Loop

Splunk's AI tells you what broke. LOOP hands you the fix — one click to approve, proven against live data.

Comment

Inspiration

Every engineer who has carried a pager knows the same 2 a.m. story. An alert fires. I start digging through dashboards, jumping between logs, metrics, traces, and deploy histories, trying to assemble a picture under pressure while the clock runs and customers feel the pain.

Splunk's own AI Troubleshooting Agent already helps here. It detects, it diagnoses, and it surfaces probable root causes. But it stops at handing a human a to-do list. It tells you what broke. It does not give you the fix, it does not prove the fix worked, and it does not remember anything for next time, so the same class of incident gets investigated from scratch again and again.

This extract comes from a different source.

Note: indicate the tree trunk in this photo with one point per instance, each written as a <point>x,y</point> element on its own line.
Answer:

I wanted to close that gap without taking the human out of the decision. The hackathon guidance said it plainly: the best projects keep a human in the loop and give engineers a clearer next move rather than automating for its own sake. That single idea shaped the entire design. Loop is a copilot, not an autopilot.

What it does

Loop runs a real, end-to-end resolution loop on top of live Splunk data:

  1. Detect. It confirms the anomaly and pinpoints its onset minute by querying Splunk directly for p95 latency by minute on the affected service.
  2. Diagnose. It forms competing, falsifiable hypotheses (traffic spike, payment gateway, database pool, bad deploy), writes SPL for each, runs them against Splunk, and keeps only the hypothesis the real data supports. Red herrings are ruled out by evidence, not by guesswork.
  3. Correlate across domains. It links the observability signal, the latency spike, to the platform and CI/CD signal, the exact deployment event that introduced the regression. Connecting signals across domains is something Splunk's unified data makes uniquely possible, and it is what turns a symptom into a cause.
  4. Propose, then wait. It drafts the concrete remediation, both the rollback action and the code-level fix for the underlying anti-pattern, presents it with the supporting evidence, and then halts. Nothing is applied until a human reviews it and clicks Approve.
  5. Verify. After approval, it queries Splunk again over the post-fix window and proves the metric returned to baseline. Resolution is evidence-backed, not a status flip.
  6. Learn. It stores the incident's signature in a vector memory. When a similar pattern recurs, even on a different service, Loop recognizes it instantly and presents the known fix for one-click approval, collapsing time to resolution while keeping the human in command.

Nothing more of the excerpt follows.